Em outra, um menino de 13 anos e uma menina de 14 teriam sido obrigados a comer os restos de um pássaro, que havia sido morto minutos antes. O garoto teve de arrancar a cabeça do animal e tomar o sangue, enquanto a adolescente teve de comer a carne crua.
Há denúncias da obrigação de ingestão de comida podre. O instrutor prepararia um caldo com carne estragada e comidas foram da data de validade e daria aos adolescentes.
Além disso, a polícia relata que não havia acompanhamento de médicos, ambulâncias e sequer profissionais de educação física nas atividades.
Curso suspenso após pedido da polícia
A pedido da Polícia Civil, a Justiça obrigou que o curso fosse suspenso até o final da investigação, o que deve ocorrer em até 15 dias. A delegacia também cumpriu mandado de busca e apreensão na casa do instrutor e apreendeu armas de pressão que seriam usadas para atirar contra os adolescentes durante corridas. Além disso, máscaras usadas para aterrorizar os participantes também foram recolhidas.
O Ministério Público também atua no caso. Uma ação civil pública foi aberta pelo órgão para reparar os danos aos jovens.
Em nota, o Exército afirmou que "não tem convênio com quaisquer cursos preparatórios para a carreira militar". O Comando Militar do Sul também disse que o homem não está apto para oferecer qualquer tipo de treinamento.
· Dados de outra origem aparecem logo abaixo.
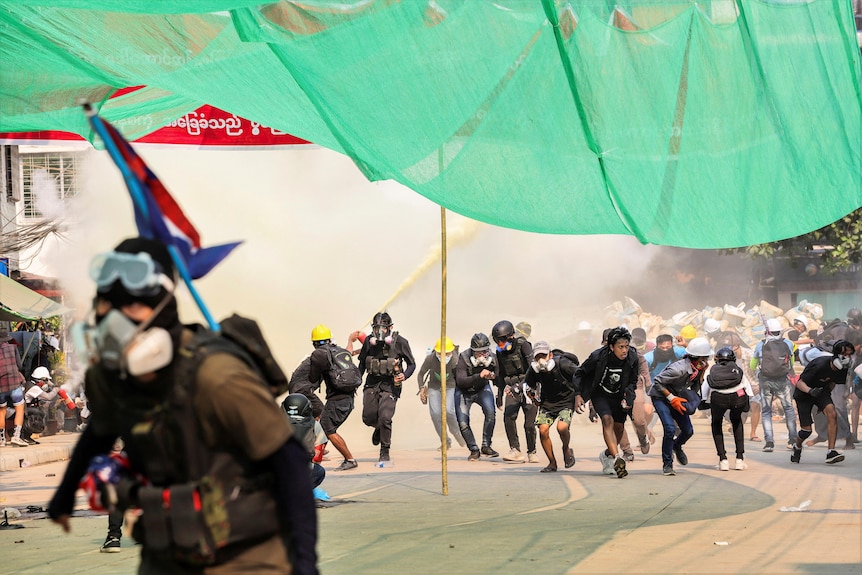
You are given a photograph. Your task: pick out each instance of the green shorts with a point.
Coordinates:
(549, 417)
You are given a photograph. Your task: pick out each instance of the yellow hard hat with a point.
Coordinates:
(450, 347)
(688, 332)
(320, 333)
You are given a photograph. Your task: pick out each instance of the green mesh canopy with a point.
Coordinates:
(708, 124)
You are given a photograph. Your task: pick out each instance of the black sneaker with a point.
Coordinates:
(111, 545)
(488, 452)
(834, 456)
(796, 455)
(346, 465)
(620, 467)
(681, 457)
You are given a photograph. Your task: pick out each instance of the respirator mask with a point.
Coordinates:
(114, 341)
(483, 359)
(380, 333)
(119, 344)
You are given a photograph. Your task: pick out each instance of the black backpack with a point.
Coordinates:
(344, 374)
(242, 337)
(775, 359)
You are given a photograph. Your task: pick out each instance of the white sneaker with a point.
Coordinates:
(17, 441)
(607, 463)
(514, 455)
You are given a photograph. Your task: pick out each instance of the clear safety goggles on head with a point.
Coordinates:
(138, 273)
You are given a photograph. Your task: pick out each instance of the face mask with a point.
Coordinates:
(118, 344)
(841, 362)
(381, 333)
(543, 364)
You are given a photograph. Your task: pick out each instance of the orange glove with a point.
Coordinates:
(677, 404)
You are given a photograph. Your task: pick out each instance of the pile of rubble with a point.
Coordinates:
(748, 323)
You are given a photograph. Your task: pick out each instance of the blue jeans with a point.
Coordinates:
(770, 389)
(670, 418)
(435, 407)
(465, 399)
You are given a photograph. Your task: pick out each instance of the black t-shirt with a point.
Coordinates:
(821, 373)
(557, 392)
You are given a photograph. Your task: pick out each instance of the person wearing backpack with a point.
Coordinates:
(773, 362)
(431, 390)
(202, 428)
(334, 365)
(387, 362)
(549, 384)
(814, 389)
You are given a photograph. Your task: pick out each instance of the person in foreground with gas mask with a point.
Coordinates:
(549, 384)
(431, 390)
(672, 408)
(388, 361)
(474, 373)
(814, 389)
(608, 378)
(205, 435)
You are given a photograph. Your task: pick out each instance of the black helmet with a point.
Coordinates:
(618, 333)
(725, 354)
(480, 342)
(381, 318)
(502, 330)
(297, 407)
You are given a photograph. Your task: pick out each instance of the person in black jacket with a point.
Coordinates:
(608, 378)
(814, 389)
(474, 373)
(514, 354)
(549, 383)
(387, 360)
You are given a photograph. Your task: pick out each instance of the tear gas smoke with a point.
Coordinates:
(323, 245)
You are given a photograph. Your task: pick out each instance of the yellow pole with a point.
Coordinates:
(445, 433)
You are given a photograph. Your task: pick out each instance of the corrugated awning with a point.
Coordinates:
(18, 303)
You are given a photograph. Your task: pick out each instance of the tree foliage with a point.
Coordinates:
(839, 244)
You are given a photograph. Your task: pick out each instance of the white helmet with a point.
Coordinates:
(699, 347)
(711, 326)
(41, 373)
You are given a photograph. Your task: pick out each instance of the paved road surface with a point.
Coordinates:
(509, 518)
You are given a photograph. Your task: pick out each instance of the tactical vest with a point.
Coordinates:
(199, 499)
(513, 366)
(385, 362)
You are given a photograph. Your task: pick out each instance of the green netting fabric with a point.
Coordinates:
(708, 124)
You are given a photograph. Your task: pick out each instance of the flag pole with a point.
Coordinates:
(138, 198)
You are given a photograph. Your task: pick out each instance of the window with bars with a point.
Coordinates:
(62, 169)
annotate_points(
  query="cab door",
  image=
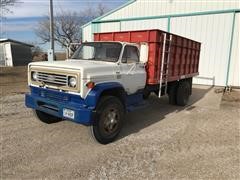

Confira na íntegra a nota do Exército:
"O Comando Militar do Sul informa que o Exército Brasileiro não tem convênio com quaisquer cursos preparatórios para a carreira militar. O instrutor citado na reportagem prestou serviço militar como soldado, no ano de 2013, no 3º Batalhão de Polícia do Exército, sendo licenciado ao final do ano de instrução, por conclusão do Serviço Militar Obrigatório. O tempo passado no Serviço Militar Obrigatório não o habilita a oferecer qualquer tipo de treinamento para adolescentes. Por ser um cidadão sem vínculo algum com o Exército, qualquer prática ilícita deverá ser apurada pelos órgãos competentes."